Universal Electronics Inc (UEIC)
And finally, we have Universal Electronics Inc. Universal Electronics Inc designs, develops, and manufactures pre-programmed and universal control products, audio-video (AV) accessories, and intelligent wireless security and smart home products for consumer electronics, subscription broadcasting, home entertainment, automation, security, and hospitality and climate control markets. Our AI has given factor scores of B in Technical, A in Growth, B in Momentum Volatility, and A in Quality Value and the stock is down 15.96% for the year. As for the financials, revenue was $753.48M in the last fiscal year, higher compared to $695.79M three years ago.
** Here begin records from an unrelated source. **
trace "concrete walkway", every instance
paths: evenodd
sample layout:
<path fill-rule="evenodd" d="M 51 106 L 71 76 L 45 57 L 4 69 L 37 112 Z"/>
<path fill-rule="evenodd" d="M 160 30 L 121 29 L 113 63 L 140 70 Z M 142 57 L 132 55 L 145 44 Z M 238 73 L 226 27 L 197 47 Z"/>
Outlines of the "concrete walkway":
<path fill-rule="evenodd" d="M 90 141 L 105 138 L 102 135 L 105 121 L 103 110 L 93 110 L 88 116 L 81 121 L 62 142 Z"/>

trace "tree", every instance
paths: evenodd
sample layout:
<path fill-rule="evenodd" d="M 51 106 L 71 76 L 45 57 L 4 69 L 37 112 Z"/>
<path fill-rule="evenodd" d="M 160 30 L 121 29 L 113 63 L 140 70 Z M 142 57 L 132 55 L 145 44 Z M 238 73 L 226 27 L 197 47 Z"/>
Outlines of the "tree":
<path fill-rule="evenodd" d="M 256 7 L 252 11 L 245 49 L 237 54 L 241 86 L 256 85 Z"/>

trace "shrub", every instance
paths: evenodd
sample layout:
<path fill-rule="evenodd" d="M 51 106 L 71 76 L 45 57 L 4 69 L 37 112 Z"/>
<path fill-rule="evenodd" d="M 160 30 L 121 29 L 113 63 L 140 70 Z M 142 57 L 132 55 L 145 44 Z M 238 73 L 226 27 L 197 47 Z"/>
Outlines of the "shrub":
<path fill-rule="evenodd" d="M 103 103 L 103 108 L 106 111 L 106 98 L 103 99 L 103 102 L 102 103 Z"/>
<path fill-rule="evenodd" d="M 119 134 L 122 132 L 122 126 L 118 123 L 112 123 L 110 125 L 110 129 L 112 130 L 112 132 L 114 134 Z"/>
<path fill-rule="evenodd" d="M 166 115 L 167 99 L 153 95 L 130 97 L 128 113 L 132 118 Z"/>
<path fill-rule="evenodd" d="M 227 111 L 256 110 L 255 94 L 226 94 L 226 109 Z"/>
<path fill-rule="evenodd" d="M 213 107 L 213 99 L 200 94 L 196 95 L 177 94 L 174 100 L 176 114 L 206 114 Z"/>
Operating Income grew by 107.39% in the last fiscal year to $15.62M, growing by 91.45% from $16.92M three years ago. EPS grew by 709.23% in the last fiscal year to $0.26, a significant improvement when compared to $(0.72) three years ago. ROE was at 1.35% in the last year, increasing from (3.87%) three years ago. Revenue is expected to grow by 5.21% over the next 12 months. The stock trades with a reasonable forward 12M P/E of 11.24.